Fasting, lipid metabolism, and triiodothyronine in rat gastrocnemius muscle: interrelated roles of uncoupling protein 3, mitochondrial thioesterase, and coenzyme Q

We investigated the role of uncoupling protein 3 (UCP3) during fasting and examined the effect of triiodothyronine (T3) administration in such a condition. The possible involvement of mitochondrial thioesterase (MTE I) and the role of putative cofactors, such as coenzyme Q (CoQ), was also examined. Here, we report that fasting induced a more than twofold elevation in the expression and activity of MTE I, and an increase in UCP3 expression, without any associated uncoupling activity. Administration of T3 to fasting rats further up‐regulated UCP3 as well as MTE I expression, markedly enhanced MTE I enzyme activity and prevented the impairment of the uncoupling activity of UCP3 normally seen during fasting. Indeed, T3‐treatment induced an UCP3‐dependent decrease in mitochondrial membrane potential, which was abolished by the addition of either GDP or superoxide dismutase (SOD). T3 administration also prevented the marked decrease of CoQ levels observed in fasting rats and this provides evidence that also, in vivo, CoQ represents an essential cofactor for the UCP3‐mediated uncoupling. The data also show that MTE I and UCP3 are likely involved in the same biochemical mechanism and that UCP3 postulated functions, such as lipid handling and uncoupling, are not mutually exclusive but may coexist in vivo.

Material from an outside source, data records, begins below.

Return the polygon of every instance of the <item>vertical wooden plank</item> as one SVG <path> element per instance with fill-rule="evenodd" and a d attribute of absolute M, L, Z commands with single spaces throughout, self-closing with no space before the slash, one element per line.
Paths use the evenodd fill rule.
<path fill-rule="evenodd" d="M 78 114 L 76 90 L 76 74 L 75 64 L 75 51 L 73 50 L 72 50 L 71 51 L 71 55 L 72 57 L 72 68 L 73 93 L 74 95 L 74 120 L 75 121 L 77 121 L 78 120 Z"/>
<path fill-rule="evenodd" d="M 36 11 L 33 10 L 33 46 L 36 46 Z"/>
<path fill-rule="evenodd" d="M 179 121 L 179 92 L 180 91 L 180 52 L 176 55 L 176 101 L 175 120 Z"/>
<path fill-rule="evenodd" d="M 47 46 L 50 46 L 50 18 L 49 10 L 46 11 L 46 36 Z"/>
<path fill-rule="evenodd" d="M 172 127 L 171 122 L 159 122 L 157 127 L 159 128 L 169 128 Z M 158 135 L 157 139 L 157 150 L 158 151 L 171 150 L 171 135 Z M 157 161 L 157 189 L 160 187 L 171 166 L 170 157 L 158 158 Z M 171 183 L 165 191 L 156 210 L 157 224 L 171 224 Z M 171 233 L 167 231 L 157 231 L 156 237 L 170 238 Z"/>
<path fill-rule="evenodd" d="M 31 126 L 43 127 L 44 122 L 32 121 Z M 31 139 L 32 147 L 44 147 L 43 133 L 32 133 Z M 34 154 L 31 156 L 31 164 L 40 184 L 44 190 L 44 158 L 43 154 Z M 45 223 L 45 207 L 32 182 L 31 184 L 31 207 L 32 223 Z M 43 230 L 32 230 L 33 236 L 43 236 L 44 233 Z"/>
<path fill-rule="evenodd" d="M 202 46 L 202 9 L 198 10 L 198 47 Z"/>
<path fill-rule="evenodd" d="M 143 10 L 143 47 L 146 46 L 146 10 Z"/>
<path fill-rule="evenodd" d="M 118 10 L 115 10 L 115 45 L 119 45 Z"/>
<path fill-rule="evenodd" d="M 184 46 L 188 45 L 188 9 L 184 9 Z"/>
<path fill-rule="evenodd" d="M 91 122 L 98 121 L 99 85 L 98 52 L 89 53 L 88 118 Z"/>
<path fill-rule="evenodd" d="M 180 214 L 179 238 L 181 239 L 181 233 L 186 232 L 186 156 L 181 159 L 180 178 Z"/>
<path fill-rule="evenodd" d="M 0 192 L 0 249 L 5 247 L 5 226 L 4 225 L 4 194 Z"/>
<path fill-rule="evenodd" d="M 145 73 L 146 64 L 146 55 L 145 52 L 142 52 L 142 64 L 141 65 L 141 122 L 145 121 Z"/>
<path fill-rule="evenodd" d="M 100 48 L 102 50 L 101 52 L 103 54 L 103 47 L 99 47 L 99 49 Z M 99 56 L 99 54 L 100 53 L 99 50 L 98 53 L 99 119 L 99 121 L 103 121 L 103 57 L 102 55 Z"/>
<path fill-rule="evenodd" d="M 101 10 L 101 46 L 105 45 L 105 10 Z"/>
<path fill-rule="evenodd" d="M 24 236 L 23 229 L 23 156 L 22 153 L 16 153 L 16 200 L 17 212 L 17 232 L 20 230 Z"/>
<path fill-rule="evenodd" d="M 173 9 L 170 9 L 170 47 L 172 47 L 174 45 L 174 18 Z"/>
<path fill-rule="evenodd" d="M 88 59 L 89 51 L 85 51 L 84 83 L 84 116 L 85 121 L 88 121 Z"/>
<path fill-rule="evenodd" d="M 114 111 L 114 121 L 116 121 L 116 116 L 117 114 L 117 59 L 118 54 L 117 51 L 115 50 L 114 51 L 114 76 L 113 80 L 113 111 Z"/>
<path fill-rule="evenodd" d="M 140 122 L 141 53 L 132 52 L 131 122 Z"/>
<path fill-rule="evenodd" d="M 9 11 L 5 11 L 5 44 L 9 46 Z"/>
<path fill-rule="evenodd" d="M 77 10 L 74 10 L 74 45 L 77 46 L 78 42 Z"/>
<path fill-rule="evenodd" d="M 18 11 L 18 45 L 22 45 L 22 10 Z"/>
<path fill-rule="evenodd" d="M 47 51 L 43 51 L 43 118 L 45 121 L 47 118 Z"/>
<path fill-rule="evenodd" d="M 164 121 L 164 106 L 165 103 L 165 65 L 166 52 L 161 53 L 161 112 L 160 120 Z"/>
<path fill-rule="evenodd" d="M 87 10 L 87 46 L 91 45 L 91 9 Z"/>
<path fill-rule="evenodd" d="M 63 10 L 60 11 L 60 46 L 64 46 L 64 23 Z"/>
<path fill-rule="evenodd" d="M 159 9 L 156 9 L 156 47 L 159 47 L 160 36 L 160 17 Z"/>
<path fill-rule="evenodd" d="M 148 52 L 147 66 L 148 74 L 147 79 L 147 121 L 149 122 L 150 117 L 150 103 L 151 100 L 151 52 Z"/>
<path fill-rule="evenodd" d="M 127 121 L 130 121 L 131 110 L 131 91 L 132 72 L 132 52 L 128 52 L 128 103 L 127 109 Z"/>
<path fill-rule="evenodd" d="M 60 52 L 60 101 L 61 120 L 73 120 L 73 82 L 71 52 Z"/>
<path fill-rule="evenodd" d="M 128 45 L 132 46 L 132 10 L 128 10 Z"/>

UCP3 Translocates Lipid Hydroperoxide and Mediates Lipid Hydroperoxide-dependent Mitochondrial Uncoupling

Although the literature contains many studies on the function of UCP3, its role is still being debated. It has been hypothesized that UCP3 may mediate lipid hydroperoxide (LOOH) translocation across the mitochondrial inner membrane (MIM), thus protecting the mitochondrial matrix from this very aggressive molecule. However, no experiments on mitochondria have provided evidence in support of this hypothesis. Here, using mitochondria isolated from UCP3-null mice and their wild-type littermates, we demonstrate the following. (i) In the absence of free fatty acids, proton conductance did not differ between wild-type and UCP3-null mitochondria. Addition of arachidonic acid (AA) to such mitochondria induced an increase in proton conductance, with wild-type mitochondria showing greater enhancement. In wild-type mitochondria, the uncoupling effect of AA was significantly reduced both when the release of O2̇̄ in the matrix was inhibited and when the formation of LOOH was inhibited. In UCP3-null mitochondria, however, the uncoupling effect of AA was independent of the above mechanisms. (ii) In the presence of AA, wild-type mitochondria released significantly more LOOH compared with UCP3-null mitochondria. This difference was abolished both when UCP3 was inhibited by GDP and under a condition in which there was reduced LOOH formation on the matrix side of the MIM. These data demonstrate that UCP3 is involved both in mediating the translocation of LOOH across the MIM and in LOOH-dependent mitochondrial uncoupling.